When you sell, sell well.
It is a given that if you want to sell a home and maximize the price, preparation is all-important.
The same mentality is required for the sale of a business – in fact, preparation in this case is arguably even more important because the planning is something that should happen well in advance before you hand over control of your business to a new owner.
So how can you maximize the value of your business and get it ready for sale?
1. Draw up a detailed plan
This is probably the most important element of all. This planning should happen at least 18 months before you cash out, and possibly two years or even longer.
By developing a strategy well in advance of a sale, you stand a much better chance of getting the price you want, at the time you want it. So set your goals around timing and pricing, learn how the selling process works (including taxes that will have to be paid) and consider any and all other actions you will need to take to get the business sales-worthy.
2. Get your finances and cash flow in order
With any sale, it very often pays to seek independent financial advice to guide you through the maze. But paying attention to money matters is a basic starting point.

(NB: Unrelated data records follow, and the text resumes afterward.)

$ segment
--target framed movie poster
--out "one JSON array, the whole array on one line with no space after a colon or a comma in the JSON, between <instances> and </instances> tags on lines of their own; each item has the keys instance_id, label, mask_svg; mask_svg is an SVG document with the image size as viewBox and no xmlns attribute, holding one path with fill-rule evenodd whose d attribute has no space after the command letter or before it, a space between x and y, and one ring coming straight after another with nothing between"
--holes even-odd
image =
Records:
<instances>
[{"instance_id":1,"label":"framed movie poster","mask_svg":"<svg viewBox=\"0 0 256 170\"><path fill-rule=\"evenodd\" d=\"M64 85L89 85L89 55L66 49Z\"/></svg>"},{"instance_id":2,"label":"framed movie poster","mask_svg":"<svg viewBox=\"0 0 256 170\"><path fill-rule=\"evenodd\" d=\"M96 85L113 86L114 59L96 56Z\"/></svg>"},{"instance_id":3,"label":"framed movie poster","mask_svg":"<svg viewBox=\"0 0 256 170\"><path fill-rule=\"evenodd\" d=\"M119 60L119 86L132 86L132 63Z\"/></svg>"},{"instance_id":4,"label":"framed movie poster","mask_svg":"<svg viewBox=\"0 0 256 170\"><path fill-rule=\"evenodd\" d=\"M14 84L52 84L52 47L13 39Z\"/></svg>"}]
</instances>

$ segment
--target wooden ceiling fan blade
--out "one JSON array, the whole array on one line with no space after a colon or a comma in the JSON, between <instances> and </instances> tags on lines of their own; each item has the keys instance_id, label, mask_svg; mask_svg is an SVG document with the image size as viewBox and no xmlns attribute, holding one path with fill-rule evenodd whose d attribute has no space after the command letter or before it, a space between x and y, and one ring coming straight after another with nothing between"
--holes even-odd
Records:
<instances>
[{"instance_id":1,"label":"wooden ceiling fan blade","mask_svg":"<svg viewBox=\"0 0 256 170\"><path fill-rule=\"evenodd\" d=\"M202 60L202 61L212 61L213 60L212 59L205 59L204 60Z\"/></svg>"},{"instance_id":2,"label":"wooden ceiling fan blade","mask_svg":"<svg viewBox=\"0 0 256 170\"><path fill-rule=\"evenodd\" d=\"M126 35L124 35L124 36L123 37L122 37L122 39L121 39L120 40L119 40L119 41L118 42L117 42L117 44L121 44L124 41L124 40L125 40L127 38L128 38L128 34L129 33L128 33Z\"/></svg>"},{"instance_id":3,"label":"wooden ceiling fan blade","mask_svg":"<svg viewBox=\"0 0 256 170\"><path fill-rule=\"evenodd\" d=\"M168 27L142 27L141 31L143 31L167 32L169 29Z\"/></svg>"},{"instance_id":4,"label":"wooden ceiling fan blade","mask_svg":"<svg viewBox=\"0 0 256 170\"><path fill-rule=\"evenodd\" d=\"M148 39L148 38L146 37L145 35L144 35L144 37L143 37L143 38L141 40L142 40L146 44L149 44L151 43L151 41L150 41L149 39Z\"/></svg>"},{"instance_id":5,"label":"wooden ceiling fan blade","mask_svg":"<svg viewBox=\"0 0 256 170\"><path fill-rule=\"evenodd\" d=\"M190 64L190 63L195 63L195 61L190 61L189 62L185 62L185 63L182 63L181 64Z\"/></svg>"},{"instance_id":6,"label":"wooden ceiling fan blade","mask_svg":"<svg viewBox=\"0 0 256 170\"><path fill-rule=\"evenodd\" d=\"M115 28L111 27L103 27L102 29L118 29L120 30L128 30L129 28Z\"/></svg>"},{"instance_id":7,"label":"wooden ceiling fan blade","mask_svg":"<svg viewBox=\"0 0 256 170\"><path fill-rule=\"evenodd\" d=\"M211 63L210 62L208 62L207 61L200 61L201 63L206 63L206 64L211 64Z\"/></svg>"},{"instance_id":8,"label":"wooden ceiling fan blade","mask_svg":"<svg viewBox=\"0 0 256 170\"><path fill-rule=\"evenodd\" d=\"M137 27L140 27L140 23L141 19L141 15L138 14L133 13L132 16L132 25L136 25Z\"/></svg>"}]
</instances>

If selling up is your exit strategy, there are many things you should do to make sure your business is performing at its peak. A critical aspect of performance is cash flow. A good ‘clean up’ of a business’ cash flow position should include many aspects such as collecting any overdue debts and paying creditors; reviewing your collections and accounts receivables processes; re-establishing and enforcing terms of trade; identifying problem debtors; considering trade credit insurance to cover against bad debts; pruning non-profitable customers; diversifying your customer base; modernizing your accounting systems; upgrading other machines and equipment and documenting key financial processes, including gathering audited financial statements for recent years.
You should also take a look at the stock and equipment you hold, assess how much you need on hand and manage inventory to this level, then sell what you don’t need. In essence, you should be trying to ensure that life will be as simple as possible for the new owner – because that’s valuable to potential buyers. Putting in place financing arrangement also provides the buyer some certainty.
3. Review and renew contracts
Prospective purchasers want to see a business that has ongoing, repeat income. So make sure you have clients on extended contracts and obtain written agreements from your suppliers so any arrangements continue through and beyond the sale of your business.
This certainty of business continuity should also extend to your suppliers, for example the lease of your premises, so the new owner is walking into a site that is covered by a lease (and one that can be transferred to them). Having contracts in place with plenty of time before they are due to be renegotiated helps the buyer focus on the important issues associated with the transition period.
4. Staff and customer care
Engaged and motivated staff and satisfied clients are critical to everyday business performance but when a business is being prepared for sale these aspects take on even more importance. Ensure you remain close to your staff; update any HR records; consider a talent mapping exercise of your staff; run a staff engagement survey or consider a staff engagement programme in the preparation period.
Consider running a customer satisfaction survey and set up feedback processes after each sale, as the information will not only help identify any issues for resolution but also provide ‘proof points’ for the claims you make around business performance. Identify your best and more profitable customers and double down on efforts to retain their business and strengthen your relationships.
5. Consider debtor finance and use it as a selling point
Naturally, there are numerous financing tools available to Debtor finance, an excellent tool for helping prepare your business for sale. This line of credit, linked to your outstanding accounts receivable, provides you with cash so you can use it to quickly benefit your business and keep cash flowing.
Firstly, strong cash flows is appealing to the buyer as it is a good indication the business is well run. Secondly, having a finance facility in place which is not linked to the seller’s real estate is also advantageous, as the process of changing securities can be complex and time consuming, and in the scheme of things it is one less thing to be concerned about.
Thirdly, this type of facility provides rapid finds which may mean you can leverage buying opportunities (such as favourable or discounted prices) to maximise sales and profit in the pre-sale period which is good news for margins in the early stages of trading after the sale.
Finally, debtor finance can be something of an insurance policy following the sale, when there is often some uncertainty and trading ‘hiccups’ can occur. Having access to funding to boost cash flow quickly helps ensure cash flows are strong and the business can withstand any such shocks, allowing the incoming owner to focus on a smooth transition.